Attending: Alex, Satish, Susan, Dominick, OPOS, Joseph, Paul Rojas, Enrique, Kanika, Bruno
We're planning on tagging and testing the prod2reco release today. However, production will only start if it works (using production tests for that) and if we get the signs off on analysis groups. The main limitation for that is the lack of near detector MC.
The main concern on this tag is whether to include subrun level masking. Alex will poke Jon Paley on this matter today and come with an answer.

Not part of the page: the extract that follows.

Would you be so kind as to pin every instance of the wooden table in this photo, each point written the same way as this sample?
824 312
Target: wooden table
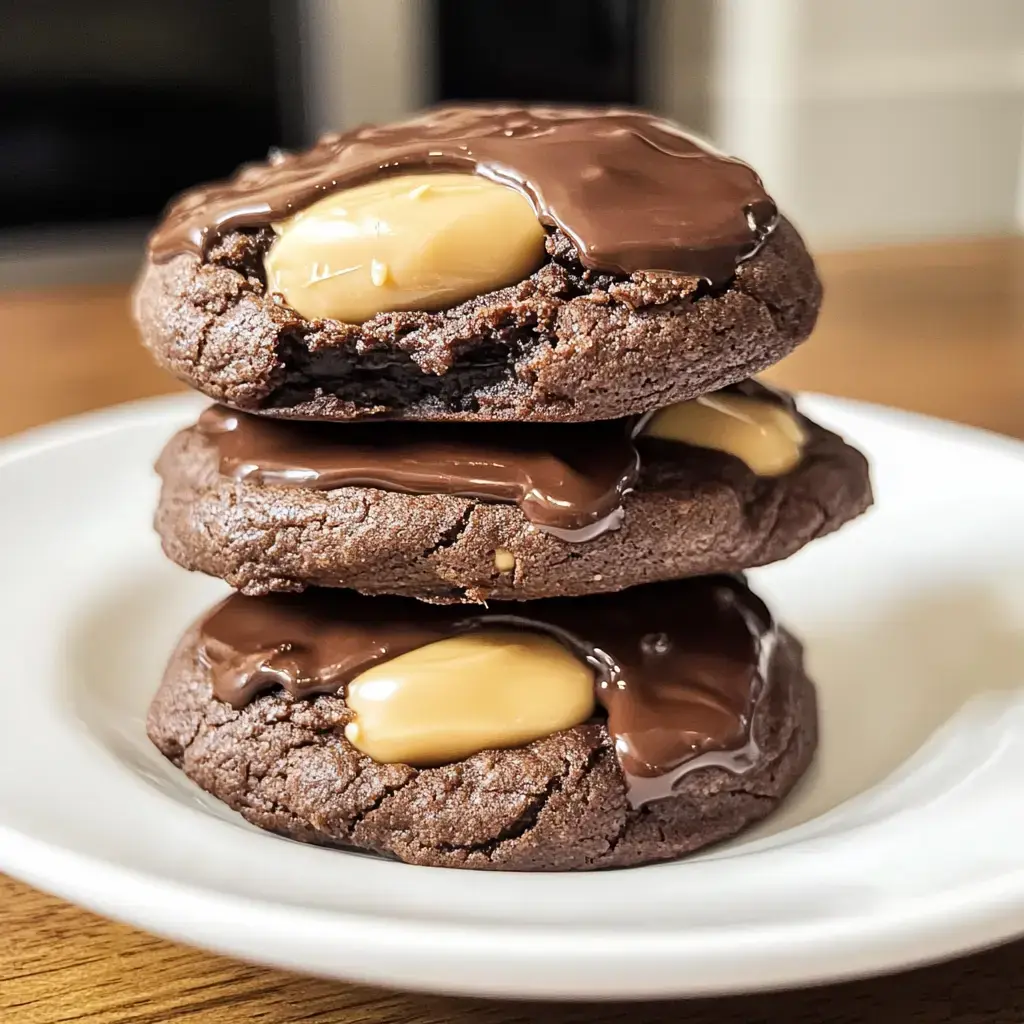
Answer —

We're running well under quota onsite but very well offsite, so Alex suggests that we continue the ND MC generation offsite aggressively. The main consequence of the lack of onsite resources is that we probably won't have as many cosmics as wanted. In any case, OPOS will run as many as possible over the next month.
Many idling jobs onsite¶
There are issues trying to correctly configure the new GPGrid that are affecting all the experiments. As a consequence, the number of available slots is small. People are already working on this since 9:00 this morning. The good news is that this only affects Fermigrid. The number of jobs offsite was very good, several thousand. So the recommendation is to run as much as possible offsite and ask for lots of slots.
It was working fine for a while, but when I tried to submit more jobs it started to kill all of them, even the ones that were running OK. Since the server was always below 30% load, Chris thought this should be yet another case of auto blocker triggering, given that we modified the address of the LEM server and they probably didn't include it in the exceptions. Chris opened a ticket about this and should be resolved soon.

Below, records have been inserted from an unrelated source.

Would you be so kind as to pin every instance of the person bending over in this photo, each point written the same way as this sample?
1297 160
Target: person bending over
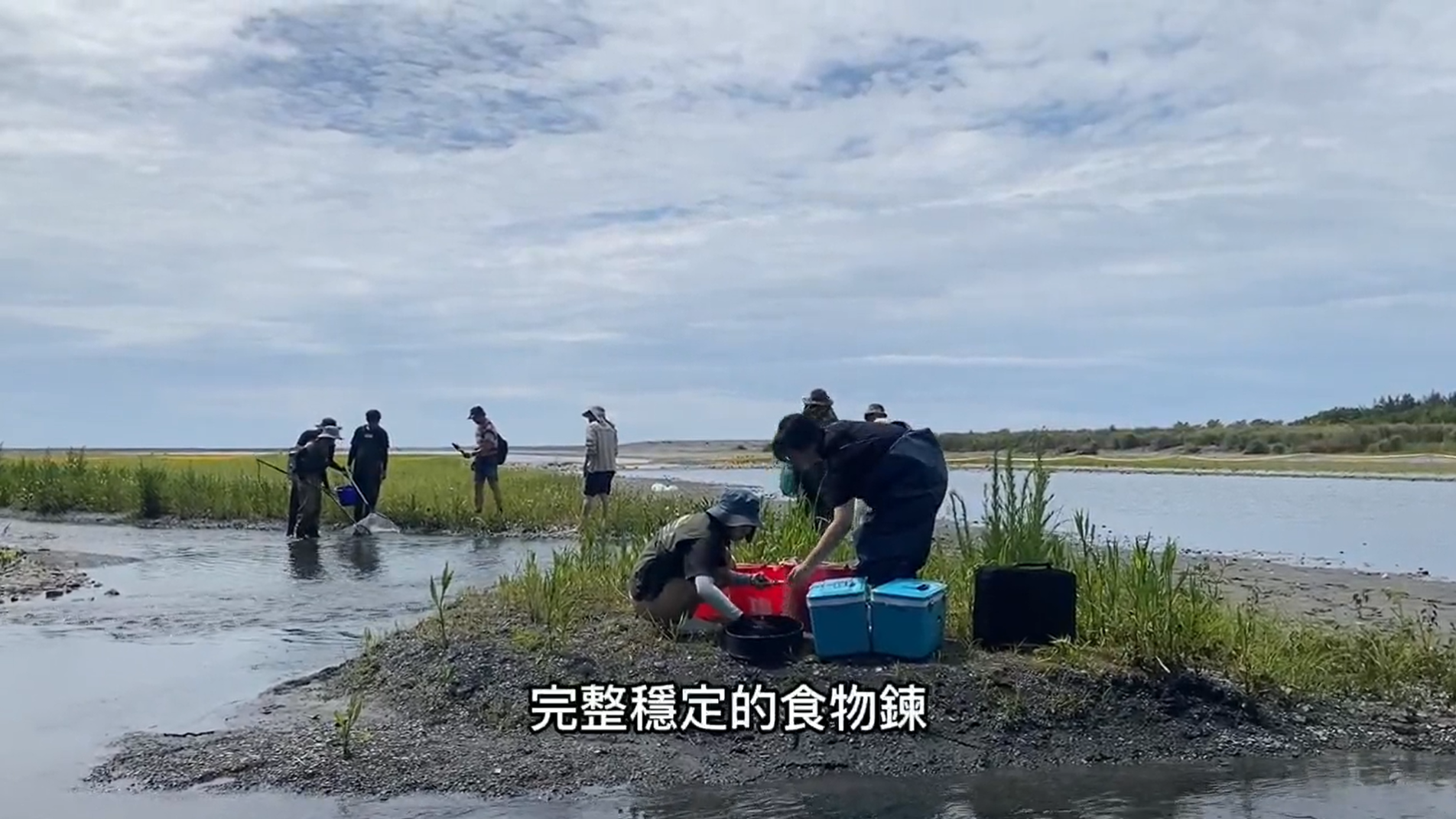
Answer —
369 463
902 477
293 453
310 479
691 558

It was not performing well over the weekend, but after restarting things seem to look better. We will need to keep an eye on it for a longer period of time to be sure this is fixed.
FD MC reco filenames collision¶
Files are created with a name including nogenierw instead of none. There's nothing too suspicious in the logs yet, but the changes in NovaGridUtils might be culprit. Draining datasets were not run according to Enrique, so it's still unclear what could have caused this. Alex recommends excluding them in the definitions by name. Also, we will retire the colliding files.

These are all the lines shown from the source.